SBC Plodder: What is the toughest lesson you have learned in ministry?
William Thornton: Most of us thrive on being liked and appreciated but, alas, some church people aren’t keen on appreciating or even liking their pastor. That is a tough lesson to learn and live with. On the other hand, once you learn that lesson, you can choose to focus your efforts on pleasing God rather than all the people around you.
SBC Plodder: What are the most significant doctrinal issues that the church will struggle with over the next few decades?
William Thornton: I have come to the conclusion that some expressions of Calvinism are more of a concern than I thought a decade ago. I appreciate many who self-identify with that theology but I am wary of a good many as well. Established churches will have to make themselves informed on both the doctrines and the manner by which some seek to implement those doctrines in a local congregation. It looks to me like the farther down the Calvinist road that we go as a denomination, in our institutions and agencies, the more troublesome it will be for us.

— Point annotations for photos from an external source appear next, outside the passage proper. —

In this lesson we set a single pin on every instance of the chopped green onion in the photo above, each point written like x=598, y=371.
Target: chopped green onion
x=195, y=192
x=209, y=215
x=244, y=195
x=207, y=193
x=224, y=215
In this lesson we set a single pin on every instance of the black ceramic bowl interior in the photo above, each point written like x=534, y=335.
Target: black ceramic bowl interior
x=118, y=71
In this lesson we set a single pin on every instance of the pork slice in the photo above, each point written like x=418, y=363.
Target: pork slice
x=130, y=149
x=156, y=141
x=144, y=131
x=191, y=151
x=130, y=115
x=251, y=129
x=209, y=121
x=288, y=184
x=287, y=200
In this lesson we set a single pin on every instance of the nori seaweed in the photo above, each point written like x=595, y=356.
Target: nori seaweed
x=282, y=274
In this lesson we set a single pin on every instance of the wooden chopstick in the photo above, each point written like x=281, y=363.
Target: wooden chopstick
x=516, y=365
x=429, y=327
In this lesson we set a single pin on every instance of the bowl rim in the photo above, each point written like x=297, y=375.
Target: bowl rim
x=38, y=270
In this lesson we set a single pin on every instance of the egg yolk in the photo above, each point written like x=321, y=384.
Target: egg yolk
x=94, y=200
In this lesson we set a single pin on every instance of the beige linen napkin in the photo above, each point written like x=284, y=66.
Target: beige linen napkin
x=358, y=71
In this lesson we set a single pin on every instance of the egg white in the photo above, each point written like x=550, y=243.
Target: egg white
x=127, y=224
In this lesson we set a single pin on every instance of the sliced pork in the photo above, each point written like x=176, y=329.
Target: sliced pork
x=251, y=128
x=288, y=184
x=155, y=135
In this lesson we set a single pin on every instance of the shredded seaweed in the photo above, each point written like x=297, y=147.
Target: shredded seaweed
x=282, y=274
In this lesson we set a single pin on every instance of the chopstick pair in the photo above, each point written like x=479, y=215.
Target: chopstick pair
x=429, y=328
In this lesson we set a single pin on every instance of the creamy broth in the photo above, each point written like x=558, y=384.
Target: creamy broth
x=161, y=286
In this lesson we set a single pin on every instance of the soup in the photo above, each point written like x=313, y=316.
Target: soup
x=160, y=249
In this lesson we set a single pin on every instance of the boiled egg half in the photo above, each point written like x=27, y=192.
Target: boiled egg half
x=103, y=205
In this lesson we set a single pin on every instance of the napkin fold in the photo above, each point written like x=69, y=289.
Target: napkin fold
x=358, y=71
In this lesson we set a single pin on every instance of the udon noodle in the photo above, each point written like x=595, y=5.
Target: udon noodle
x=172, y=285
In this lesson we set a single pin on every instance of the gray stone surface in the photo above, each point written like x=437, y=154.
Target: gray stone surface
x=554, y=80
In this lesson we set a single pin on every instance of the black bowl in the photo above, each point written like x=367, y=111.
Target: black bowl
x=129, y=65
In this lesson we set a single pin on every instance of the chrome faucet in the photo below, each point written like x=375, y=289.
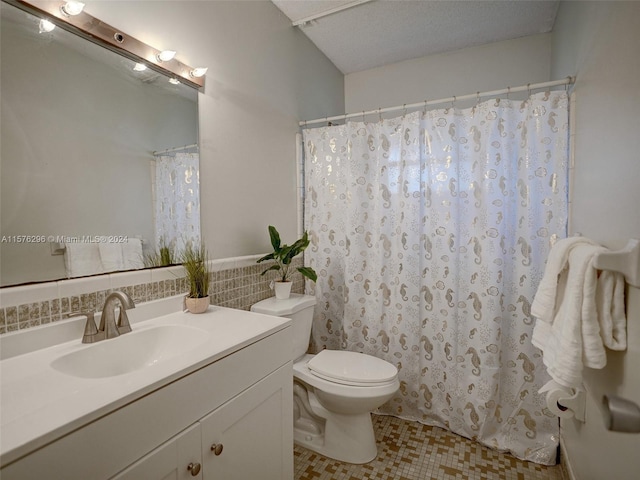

I also think that the egalitarianism/complementarianism issue will prove to be far more of a problem as time passes. It’s not just the old issue of women as senior pastors, but the hyper-authoritarian, patriarchical approach to family and church life that will be a problem. On gender issues, Southern Baptists may be in danger of becoming either latter day Mormons or Neo-Muslims, something that is neither good nor necessary. I hate to see it.
SBC Plodder: What do you do for fun?
William Thornton: I fish and then like a good fisherman, I lie about it. I have been a serious bird watcher for about 25 years and have enjoyed birding on five continents. I enjoy reading and read about one book per week on a wide range of subjects. You can have your Kindle, I think a library is one of the most wonderful places on earth.
SBC Plodder: Anything else you would like to tell us about?
There is a certain very cute granddaughter…well, never mind.